Dopo tre anni di convivenza, dopo un inizio di anno scolastico con i problemi di sempre, la difficile decisione dei genitori: martedì e mercoledì mattina non hanno mandato i loro figli a scuola. I banchi sono rimasti quasi tutti vuoti, solo tre alunni, compreso il bimbo violento, si sono presentati in classe sui 17 iscritti. Come atto di protesta, come grido d’allarme, come ultimo disperato tentativo di trovare una soluzione condivisa. Accade nella scuola elementare di un paese del Meratese, nel cuore della Brianza Lecchese. Gli scolari che frequentano la quarta hanno disertato l’aula, sono rimasti a casa con i nonni o i baby sitter, mentre i genitori si sono riuniti per cercare di trovare insieme una risposta a una domanda molto difficile: cosa fare per tutelare i bambini e non discriminare il compagno violento?

«Abbiamo deciso di non mandare i nostri figli a scuola in quanto sono impossibilitati a seguire il regolare svolgimento delle lezioni a causa di un ambiente insicuro, che non garantisce la loro incolumità. Più volte abbiamo fatto presente la gravità della situazione ai responsabili preposti, tramite lettere, incontri, richieste, ma senza aver avuto un’idonea ed adeguata soluzione», si legge nello scarno comunicato elaborato dalle famiglie,

che martedì pomeriggio hanno incontrato il dirigente scolastico per chiedere di mettere in atto una serie di accorgimenti che possano consentire un sereno percorso didattico a tutti. Sullo sfondo il dramma di un ragazzino di 10 anni, residente in paese, una famiglia normale alle spalle, violento oltre ogni limite: più volte in passato avrebbe aggredito gli insegnanti, in un caso procurando anche serie lesioni, e ferito i compagni.
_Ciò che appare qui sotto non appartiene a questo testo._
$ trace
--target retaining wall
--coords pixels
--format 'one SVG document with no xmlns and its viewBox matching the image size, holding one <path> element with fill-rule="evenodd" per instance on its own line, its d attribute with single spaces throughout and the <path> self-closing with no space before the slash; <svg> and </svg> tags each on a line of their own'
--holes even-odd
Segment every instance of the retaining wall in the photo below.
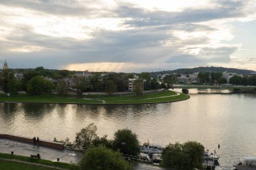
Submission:
<svg viewBox="0 0 256 170">
<path fill-rule="evenodd" d="M 29 138 L 23 136 L 13 136 L 10 134 L 0 134 L 0 138 L 7 138 L 17 141 L 24 142 L 34 144 L 32 138 Z M 49 142 L 43 140 L 39 140 L 39 144 L 44 146 L 49 146 L 55 148 L 64 149 L 64 145 L 63 144 L 57 143 L 54 142 Z"/>
</svg>

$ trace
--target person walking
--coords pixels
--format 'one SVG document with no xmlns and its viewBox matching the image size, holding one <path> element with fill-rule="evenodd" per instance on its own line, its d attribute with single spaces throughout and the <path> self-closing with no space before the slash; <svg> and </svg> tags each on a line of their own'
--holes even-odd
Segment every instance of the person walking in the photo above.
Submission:
<svg viewBox="0 0 256 170">
<path fill-rule="evenodd" d="M 33 143 L 34 143 L 34 145 L 36 145 L 36 136 L 34 136 L 33 138 Z"/>
<path fill-rule="evenodd" d="M 37 145 L 39 144 L 39 138 L 38 138 L 38 136 L 36 138 L 36 144 L 37 144 Z"/>
</svg>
«Non dormo da settimane per quanto sta accadendo. Abbiamo davvero tentato tutte le strade possibili, ma è difficile trovare una soluzione, anche perché le ragioni in questa delicata vicenda non stanno da una sola parte — confida il sindaco sconsolato —. Ha ragione la madre del bambino quando mi dice che anche suo figlio ha il diritto di andare a scuola come tutti. Hanno ragione i genitori degli altri alunni, che hanno paura tutte le volte in cui i loro figli varcano la porta della scuola. In istituto è presente un educatore, ma non riusciamo a trovare un insegnante di sostegno che voglia farsi carico del caso. L’ultimo ha rimesso l’incarico dopo essere stato pochi minuti con l’alunno. Stiamo lavorando per creare dei percorsi dedicati che consentano di salvaguardare i diritti di tutte le parti chiamate in causa e di tutelare i minori coinvolti in questa difficile vicenda».